Wednesday 27 April 2011

A Poem a Week- Charlotte Mew


Domus Caedet Arborem

Ever since the great planes were murdered at the end of the gardens,
The city, to me, at night has the look of a spirit brooding crime:
As if the dark houses watching the trees from dark windows
Were simply biding their time.
- Charlotte Mew



So I have decided that I need some structure to this blog,  I love poetry but hardly ever think to just get out one of my poetry books and read a couple of poems, so hopefully posting, and thinking about a poem a week will get me back into it.
This week I have decided to start with Charlotte Mew, a little known early 20th century poet, who I discovered in an anthology and piqued my interest with just the first stanza of one of her poems, entitled 'Afternoon Tea' which begins 


Please you, excuse me, good five-o'clock people,

   I've lost my last hatful of words,
And my heart's in the wood up above the church steeple,
   I'd rather have tea with -- the birds.
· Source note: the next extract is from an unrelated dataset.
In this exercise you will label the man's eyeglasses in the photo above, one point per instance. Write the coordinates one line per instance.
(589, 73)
I feel that is such a lovely wistful image, the rest of the poem is a tad uncharacteristicall sentimental and victorian, but her "last hatful of words" drew me in. Charlotte Mew, was described by Virgina Woolf as 'very good and interesting and unlike anyone else', for Thomas Hardy she was the 'best living woman poet' and when she fell on hard times at the end of her life, several leading poets and authors including Hardy petitioned for her to be granted a civil pension writing:
  "As she is a poet, writing poetry of a rare kind, she may not be widely known for many years.  We feel that it would be a wise and gracious act, worthy of a great people, to give to this rare spirit the means of doing her work until the work can appraise and reward it." 
The world is now starting to be able to appreciate her and she is being gradually rediscovered. 
I wanted to post 'On the Road to the Sea', simultaneously tender, possessive and utterly enthralling, i do not usually like 'love' poems as they tend to be rather sappy but this is certainly not that and I find it strikes that chord whereby it feels 'true', however it is too long for a blog post really, so I chose a considerably shorter poem of Mew's. Living in a city, the vision of malevolent houses and tamed gardens killing the wilderness is haunting, especially when if you think about it houses look quite a lot like faces....
Do read 'On the Road to the Sea', if you enjoy her this website has several of her poems, and also had a biography of her life.